The Medicaid question
Medicaid is worth understanding first because it shapes everything downstream. Alaska expanded Medicaid in 2015 under the Affordable Care Act. In practical terms: has realistic access to Medicaid coverage for addiction treatment once enrolled. Whether you are Medicaid-eligible or using commercial insurance, the state's Medicaid posture affects provider-network composition, which affects what is actually reachable.

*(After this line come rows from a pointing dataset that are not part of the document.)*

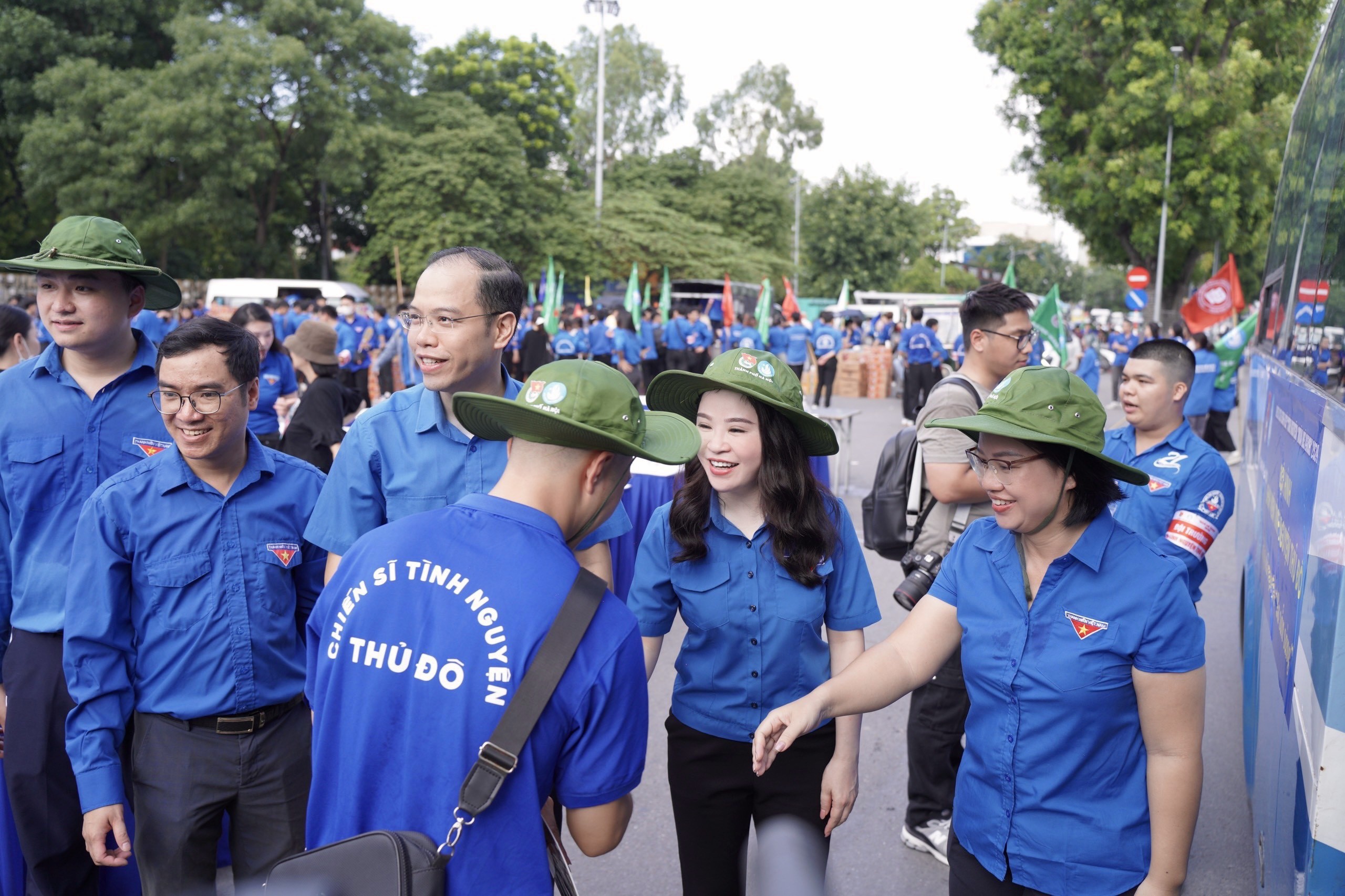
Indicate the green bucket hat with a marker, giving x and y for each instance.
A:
(757, 374)
(85, 243)
(580, 404)
(1046, 404)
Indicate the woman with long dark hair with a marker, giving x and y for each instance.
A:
(279, 389)
(758, 557)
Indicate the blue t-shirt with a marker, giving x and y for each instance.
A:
(755, 634)
(275, 379)
(1188, 501)
(409, 676)
(1052, 785)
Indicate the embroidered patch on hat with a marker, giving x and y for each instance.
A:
(1083, 626)
(284, 550)
(150, 446)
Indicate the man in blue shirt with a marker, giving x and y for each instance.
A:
(408, 454)
(426, 633)
(73, 416)
(918, 349)
(1189, 497)
(186, 607)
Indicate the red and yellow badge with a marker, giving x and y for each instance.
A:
(284, 550)
(1083, 626)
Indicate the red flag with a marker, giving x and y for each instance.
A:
(790, 305)
(1216, 299)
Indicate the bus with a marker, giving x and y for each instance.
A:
(1290, 524)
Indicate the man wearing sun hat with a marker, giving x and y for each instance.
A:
(73, 416)
(429, 623)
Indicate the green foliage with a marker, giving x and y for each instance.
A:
(524, 80)
(759, 113)
(642, 96)
(1093, 88)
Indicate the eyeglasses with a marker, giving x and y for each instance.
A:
(206, 401)
(1024, 341)
(439, 324)
(1005, 470)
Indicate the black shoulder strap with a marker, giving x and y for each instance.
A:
(500, 755)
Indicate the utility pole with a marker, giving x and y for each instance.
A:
(603, 7)
(1163, 221)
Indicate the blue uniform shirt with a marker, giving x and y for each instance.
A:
(796, 349)
(402, 456)
(185, 602)
(276, 379)
(826, 339)
(753, 634)
(1187, 502)
(1053, 774)
(424, 665)
(1203, 387)
(57, 444)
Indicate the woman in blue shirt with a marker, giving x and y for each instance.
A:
(757, 556)
(1083, 658)
(277, 387)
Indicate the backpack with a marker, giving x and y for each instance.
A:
(891, 513)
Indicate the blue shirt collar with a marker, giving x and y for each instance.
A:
(174, 471)
(431, 413)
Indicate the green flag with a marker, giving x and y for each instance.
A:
(764, 310)
(1230, 350)
(1050, 320)
(666, 296)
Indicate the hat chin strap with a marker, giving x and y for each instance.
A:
(1046, 523)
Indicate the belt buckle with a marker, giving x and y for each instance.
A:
(222, 722)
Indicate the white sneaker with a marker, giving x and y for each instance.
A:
(931, 837)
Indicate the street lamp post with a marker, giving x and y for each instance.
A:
(1163, 221)
(603, 8)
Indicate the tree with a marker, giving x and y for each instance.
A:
(520, 78)
(860, 228)
(760, 113)
(1093, 88)
(642, 96)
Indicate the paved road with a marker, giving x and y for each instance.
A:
(866, 853)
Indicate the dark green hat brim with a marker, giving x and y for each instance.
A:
(680, 392)
(668, 437)
(985, 423)
(162, 291)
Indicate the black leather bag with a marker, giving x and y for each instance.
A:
(402, 863)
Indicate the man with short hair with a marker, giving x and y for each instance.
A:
(428, 629)
(73, 416)
(409, 454)
(186, 609)
(1000, 336)
(1189, 495)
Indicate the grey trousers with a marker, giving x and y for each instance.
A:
(183, 782)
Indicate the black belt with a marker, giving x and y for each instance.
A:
(246, 723)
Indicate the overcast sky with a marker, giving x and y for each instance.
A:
(897, 85)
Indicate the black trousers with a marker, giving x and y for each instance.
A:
(919, 381)
(826, 376)
(934, 743)
(1216, 431)
(37, 768)
(716, 797)
(969, 878)
(185, 779)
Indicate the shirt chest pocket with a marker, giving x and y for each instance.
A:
(37, 473)
(178, 598)
(702, 588)
(799, 603)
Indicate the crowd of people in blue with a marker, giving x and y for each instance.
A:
(314, 637)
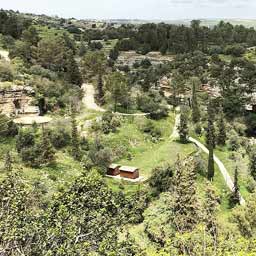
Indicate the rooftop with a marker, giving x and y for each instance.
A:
(128, 169)
(114, 166)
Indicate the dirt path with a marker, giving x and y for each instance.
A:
(221, 166)
(5, 54)
(88, 98)
(223, 170)
(89, 101)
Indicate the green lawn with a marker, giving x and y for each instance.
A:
(242, 163)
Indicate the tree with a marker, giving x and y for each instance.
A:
(73, 73)
(31, 36)
(211, 128)
(252, 165)
(114, 53)
(161, 179)
(183, 127)
(117, 86)
(235, 195)
(47, 155)
(75, 149)
(210, 206)
(210, 173)
(82, 49)
(222, 136)
(100, 95)
(94, 64)
(195, 107)
(51, 52)
(8, 162)
(186, 201)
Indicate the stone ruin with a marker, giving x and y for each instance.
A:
(16, 101)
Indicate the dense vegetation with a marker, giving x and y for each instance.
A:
(54, 196)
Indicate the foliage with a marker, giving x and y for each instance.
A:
(183, 127)
(161, 179)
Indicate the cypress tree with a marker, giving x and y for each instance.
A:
(73, 73)
(8, 162)
(195, 108)
(186, 201)
(222, 135)
(47, 151)
(252, 166)
(235, 195)
(210, 137)
(210, 206)
(75, 149)
(100, 96)
(183, 127)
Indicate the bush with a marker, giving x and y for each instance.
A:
(235, 50)
(250, 184)
(60, 137)
(150, 128)
(25, 139)
(161, 179)
(6, 72)
(233, 142)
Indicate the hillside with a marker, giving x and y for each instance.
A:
(127, 140)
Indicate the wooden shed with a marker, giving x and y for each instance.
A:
(129, 172)
(113, 170)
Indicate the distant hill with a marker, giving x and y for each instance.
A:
(205, 22)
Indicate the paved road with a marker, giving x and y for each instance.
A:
(221, 166)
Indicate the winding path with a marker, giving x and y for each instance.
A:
(222, 168)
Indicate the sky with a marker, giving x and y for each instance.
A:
(137, 9)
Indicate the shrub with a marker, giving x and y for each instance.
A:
(6, 72)
(161, 179)
(234, 142)
(25, 139)
(150, 128)
(250, 184)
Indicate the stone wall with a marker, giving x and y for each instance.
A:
(15, 99)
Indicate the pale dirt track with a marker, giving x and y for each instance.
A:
(222, 168)
(88, 98)
(5, 55)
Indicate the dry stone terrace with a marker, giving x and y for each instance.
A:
(17, 99)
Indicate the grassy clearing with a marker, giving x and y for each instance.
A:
(226, 58)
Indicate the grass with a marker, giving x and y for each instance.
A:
(152, 157)
(226, 58)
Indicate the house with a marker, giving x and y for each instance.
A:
(113, 170)
(129, 172)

The overdose-mortality context
Alaska's overdose mortality stands at 35.2 per 100,000 per recent CDC data. The clinical implications are specific: naloxone saturation, MAT access for opioid use disorder, and integrated behavioral-health capacity for the increasingly common stimulant-plus-fentanyl presentation. winter isolation and limited road access to remote communities
How access actually works in Alaska
Access in Alaska is more uneven than aggregate data suggests. winter isolation and limited road access to remote communities For a patient trying to narrow the 88 facility list to 3-5 candidates, the practical filter is: (1) in-network status with your specific plan product; (2) ASAM-aligned level-of-care match; (3) MAT policy for opioid use disorder. Anything less than all three leaves gaps.
What to do next
For most families in Alaska, the sequence that works: (1) honest self-assessment; (2) clinical assessment by someone with no commercial interest in admission; (3) insurance benefits verification in writing; (4) facility selection against clinical criteria. Reversing this order is the most common path to misalignment.
Last updated April 2026. Sources: SAMHSA Treatment Locator, CDC WONDER (overdose mortality 2023), KFF Medicaid Tracker, ASAM Criteria 4e. See our editorial policy.